Picking your pharma right: Why alienate US with stent regulations or compulsory licensing?
Financial Express , May 16, 2018
While the two countries have traditionally sparred on the intellectual property rights (IPR) regime in the pharmaceuticals sector, India must learn the right lessons from the US President Donald Trump’s warnings over the weekend. The Trump regime is aggressively redrawing the global trade map with “America first” as its compass—it has just labelled Indian food subsidies trade-distorting at the WTO. But, while continuing to fight the US on important matters, India needs to pick its battles and, in other cases, forge alliances with the US since the areas of commonality are greater than the areas of differences.
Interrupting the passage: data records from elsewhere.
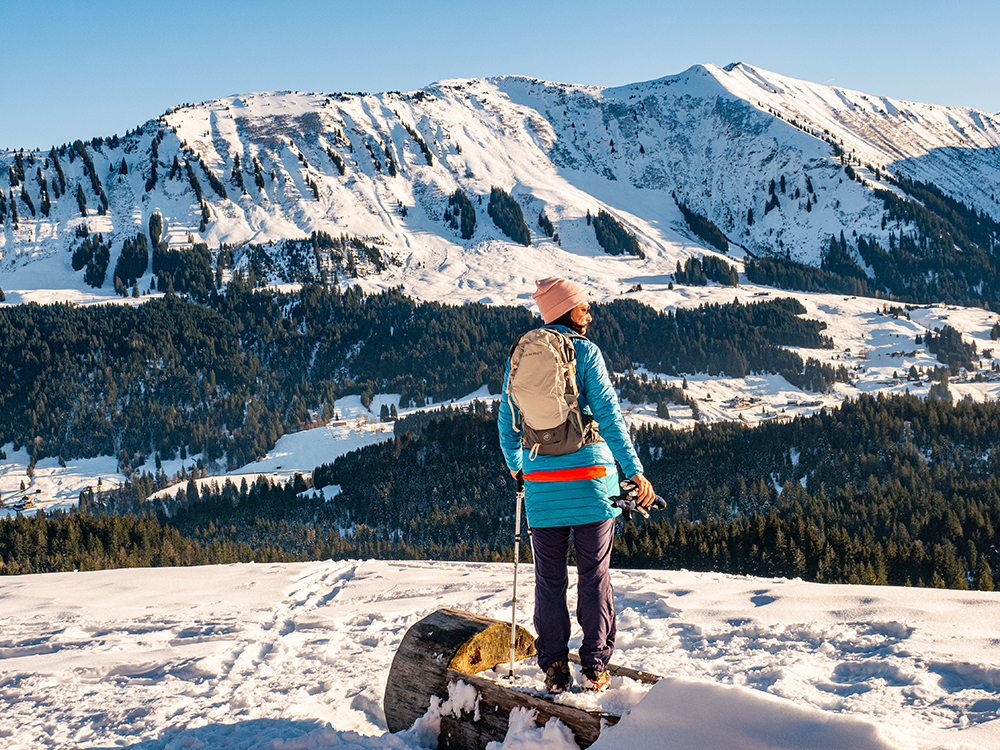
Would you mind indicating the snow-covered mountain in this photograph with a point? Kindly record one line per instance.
(283, 165)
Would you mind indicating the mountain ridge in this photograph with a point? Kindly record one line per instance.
(711, 137)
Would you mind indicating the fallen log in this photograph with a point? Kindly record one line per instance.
(445, 639)
(450, 645)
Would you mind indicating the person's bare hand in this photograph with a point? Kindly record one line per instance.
(646, 493)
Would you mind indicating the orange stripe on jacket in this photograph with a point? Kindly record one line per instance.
(567, 475)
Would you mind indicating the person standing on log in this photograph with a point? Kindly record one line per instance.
(572, 493)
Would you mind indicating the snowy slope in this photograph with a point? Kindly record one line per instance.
(297, 655)
(714, 137)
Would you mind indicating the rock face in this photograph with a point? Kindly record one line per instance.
(778, 165)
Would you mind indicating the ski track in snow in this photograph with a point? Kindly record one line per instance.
(297, 655)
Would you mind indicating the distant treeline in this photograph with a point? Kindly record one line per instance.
(940, 250)
(227, 377)
(883, 490)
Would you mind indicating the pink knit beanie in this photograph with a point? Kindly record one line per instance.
(556, 296)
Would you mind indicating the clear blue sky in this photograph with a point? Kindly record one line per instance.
(79, 70)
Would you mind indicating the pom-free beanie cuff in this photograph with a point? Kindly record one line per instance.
(557, 296)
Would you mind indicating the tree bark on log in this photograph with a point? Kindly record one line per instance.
(449, 646)
(447, 638)
(495, 704)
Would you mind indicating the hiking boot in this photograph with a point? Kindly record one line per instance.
(594, 680)
(557, 678)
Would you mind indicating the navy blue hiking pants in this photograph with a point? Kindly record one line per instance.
(595, 597)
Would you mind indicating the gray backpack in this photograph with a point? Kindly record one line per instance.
(542, 384)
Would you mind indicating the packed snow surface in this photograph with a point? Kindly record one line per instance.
(297, 656)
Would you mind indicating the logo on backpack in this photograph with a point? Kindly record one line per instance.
(542, 384)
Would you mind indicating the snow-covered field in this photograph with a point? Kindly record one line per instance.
(297, 656)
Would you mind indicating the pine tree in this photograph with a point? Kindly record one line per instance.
(81, 199)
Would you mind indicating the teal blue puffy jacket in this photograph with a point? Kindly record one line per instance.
(575, 488)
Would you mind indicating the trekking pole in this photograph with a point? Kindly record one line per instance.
(517, 554)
Given just how few Indians were actually affected, did the government really need to put price caps on stents—an industry report shows that the stent-price capping has not had a significant impact in terms of costs of angioplasties falling or even in terms of number of angioplasties taking place. Indeed, when Trump said the caps delay “the availability of new cures to patients living in countries implementing these policies”, he was correct, since US stent major Abbott has already withdrawn a “resorbable” and drug-eluting stent from the Indian market; indeed, this has sent unfortunate signals about India’s regulatory approach.
Similarly, unmindful of the number of people—a few thousand—affected by Bayer’s liver and kidney cancer drug Nexavar, India issued a compulsory license in 2012 which essentially destroyed Bayer’s monopoly, and ensured India came in for a lot of criticism from the US; a far simpler solution would have been to negotiate special prices with Bayer. Not only did India realise its mistake and give the US an informal assurance that it would not use compulsory licensing again, it did not act when, in 2015, a parliamentary committee recommended that 509 drug formulations be brought under compulsory licensing.
Also, while it is true that the US and India are sparring on Section 3(d) of the Indian Patents Act, that prevents the US—style ever-greening of patents, India is on strong grounds in that its patent law is WTO-compatible. But, while India and the US disagree on pharmaceuticals IP laws when Indian firms are also creating their own IP, strong laws benefit India as well.
A FICCI paper by the Thought and Arbitrage Research Institute a few years ago put the loss in seven major industries—and this did not include pharma—due to counterfeiting and trademark/patent violations at Rs. 72,000 crore in FY12, and Rs. 100,000 crore in FY14. Indeed, this is why the industry ministry had put out a discussion paper on a modern IP law which includes having special IPR courts—little came of this, though.
Similarly, though not related to pharma, had the government not adopted an anti-Monsanto stand—especially since this helps Indian farmers— this would have helped assuage the US’ feelings.